- 1Cell Signaling and Apoptosis Group, Vall d’Hebron Institute of Research (VHIR), Barcelona, Spain
- 2Centro de Investigación Biomédica en Red Sobre Enfermedades Neurodegenerativas (CIBERNED), ISCIII, Madrid, Spain
- 3Departament de Bioquímica I Biologia Molecular, Facultat de Medicina, Universitat Autònoma de Barcelona (UAB), Bellaterra, Spain
Apoptosis is crucial for the correct development of the nervous system. In adulthood, the same protein machinery involved in programmed cell death can control neuronal adaptiveness through modulation of synaptic pruning and synaptic plasticity processes. Caspases are the main executioners in these molecular pathways, and their strict regulation is essential to perform neuronal remodeling preserving cell survival. FAIM-L and SIVA-1 are regulators of caspase activation. In this review we will focus on FAIM-L and SIVA-1 as two functional antagonists that modulate non-apoptotic caspase activity in neurons. Their participation in long-term depression and neurite pruning will be described in base of the latest studies performed. In addition, the association of FAIM-L non-apoptotic functions with the neurodegeneration process will be reviewed.
Introduction
Neuronal apoptotic pathways play crucial roles during the nervous system development (Burek and Oppenheim, 1996) as selective elimination of those neurons that are unable to correctly innervate their targets, ensuring the survival of complete and functional circuits only. We have an extensive knowledge of the pathways that lead to apoptosis. Caspases are the main executioners of apoptosis, and for years their role orchestrating programmed cell death has been broadly reported in physiology and pathology of the nervous system (Lossi et al., 2018; Hollville et al., 2019; Voss and Strasser, 2020).

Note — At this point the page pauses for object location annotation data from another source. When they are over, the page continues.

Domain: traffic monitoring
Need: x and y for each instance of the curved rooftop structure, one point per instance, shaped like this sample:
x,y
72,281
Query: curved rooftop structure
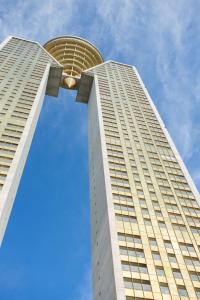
x,y
74,54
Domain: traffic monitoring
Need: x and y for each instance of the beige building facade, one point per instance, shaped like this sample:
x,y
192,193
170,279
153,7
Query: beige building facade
x,y
145,208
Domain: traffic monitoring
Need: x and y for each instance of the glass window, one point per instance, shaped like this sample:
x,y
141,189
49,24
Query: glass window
x,y
182,291
160,271
164,288
177,274
156,255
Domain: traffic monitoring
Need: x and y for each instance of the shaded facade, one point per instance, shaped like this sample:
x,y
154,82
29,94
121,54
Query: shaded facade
x,y
145,209
27,72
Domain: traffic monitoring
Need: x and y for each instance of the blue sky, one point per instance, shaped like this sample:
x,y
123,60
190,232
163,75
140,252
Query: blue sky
x,y
46,250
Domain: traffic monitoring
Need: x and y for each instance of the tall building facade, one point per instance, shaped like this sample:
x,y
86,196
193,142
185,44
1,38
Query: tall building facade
x,y
145,209
27,72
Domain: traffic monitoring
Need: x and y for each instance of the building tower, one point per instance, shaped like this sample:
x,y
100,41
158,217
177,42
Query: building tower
x,y
144,204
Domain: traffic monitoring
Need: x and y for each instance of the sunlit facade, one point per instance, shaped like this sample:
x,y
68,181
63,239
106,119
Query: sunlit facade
x,y
144,206
145,212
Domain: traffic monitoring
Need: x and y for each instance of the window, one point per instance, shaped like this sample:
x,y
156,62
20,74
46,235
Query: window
x,y
134,267
160,271
172,258
168,245
147,222
156,255
153,242
195,276
182,291
177,274
137,284
191,261
197,293
164,288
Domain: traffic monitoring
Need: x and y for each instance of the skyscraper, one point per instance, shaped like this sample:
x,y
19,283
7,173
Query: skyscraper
x,y
144,205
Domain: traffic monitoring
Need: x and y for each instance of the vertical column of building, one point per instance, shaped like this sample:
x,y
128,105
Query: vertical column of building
x,y
156,210
24,72
107,276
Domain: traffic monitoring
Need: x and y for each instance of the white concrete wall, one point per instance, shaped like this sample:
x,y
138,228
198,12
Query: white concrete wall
x,y
9,190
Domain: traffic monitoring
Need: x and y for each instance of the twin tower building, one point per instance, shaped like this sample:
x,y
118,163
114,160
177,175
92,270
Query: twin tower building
x,y
145,208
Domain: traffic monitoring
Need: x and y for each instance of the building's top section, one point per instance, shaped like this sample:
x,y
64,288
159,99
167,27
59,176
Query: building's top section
x,y
74,54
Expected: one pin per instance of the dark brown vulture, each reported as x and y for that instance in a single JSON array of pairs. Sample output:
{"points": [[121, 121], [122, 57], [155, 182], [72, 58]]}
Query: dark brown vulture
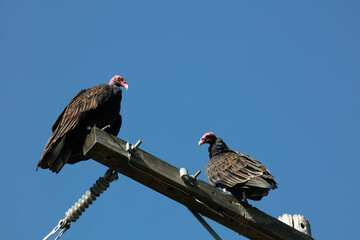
{"points": [[236, 172], [96, 106]]}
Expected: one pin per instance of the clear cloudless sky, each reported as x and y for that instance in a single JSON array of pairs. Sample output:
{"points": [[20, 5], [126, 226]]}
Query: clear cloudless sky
{"points": [[278, 80]]}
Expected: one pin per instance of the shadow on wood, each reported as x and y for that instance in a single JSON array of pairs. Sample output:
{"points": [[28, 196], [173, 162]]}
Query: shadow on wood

During the last 2 decades, however, accumulating evidence has been supporting a non-apoptotic and non-inflammatory function of caspases in neurons, essential in processes that occur during the whole life of the organism, as dendritic pruning and synaptic plasticity. Overall, caspases emerge as decisive in every structural change of the nervous system beyond apoptosis, starting from development, remodeling, and finally degeneration (D’Amelio et al., 2011; Hyman, 2011; Unsain et al., 2013; Mukherjee and Williams, 2017).
In the non-apoptotic processes as pruning it has been shown that while active caspases are found in degenerating axons, the cell bodies remain viable (Williams et al., 2006; Simon et al., 2016). To allow neuronal survival, caspase activation is required to be transient and localized to specific cell compartments, such as neurites during pruning upon nerve growth factor (NGF) deprivation or nerve injury (Simon et al., 2012; Unsain et al., 2013; Yang et al., 2013), or synapses during plasticity processes (Hollville and Deshmukh, 2018). Different levels of control can limit caspase to sublethal activation conditions, such as specific and a rapid turnover of proteins that modulate caspase activation (Jiao and Li, 2011; Simon et al., 2016).
Here we will review FAIM-L and SIVA-1, two proteins involved in the complex molecular interplay that regulates caspase activation which our group has shown to be functional antagonists on caspase-activation and consequent functions in neurons.
FAIM-L and SIVA-1 as Components of the Classic Apoptotic Pathway
The first Fas apoptotic Inhibitory Molecule gene product, FAIM-short (FAIM-S), was identified as a death receptor (DR) inhibitor in immune cells (Schneider et al., 1999). Few years later, a neuronal-specific isoform, FAIM-long (FAIM-L) was described (Zhong et al., 2001). FAIM-S is ubiquitously expressed and is capable of inducing resistance to Fas-mediated cell death in several cell types (Schneider et al., 1999; Sole et al., 2004; Kaku and Rothstein, 2010). Remarkably, in neurons, FAIM-S does not directly protect from DR-induced apoptosis, but it has a role in promoting NGF-dependent neuronal differentiation and branching through activation of ERK and NF-κB pathways (Sole et al., 2004). FAIM-L on the other hand, is expressed exclusively in neurons and differs from FAIM-S by the inclusion of the neuronal exon 2b, which codifies for 22 aa located at the N-Term of the protein (Segura et al., 2007; Coccia et al., 2017). Our group has focused on elucidating FAIM-L mechanism of action, and over the years we have been able to describe part of its relevance in neurons.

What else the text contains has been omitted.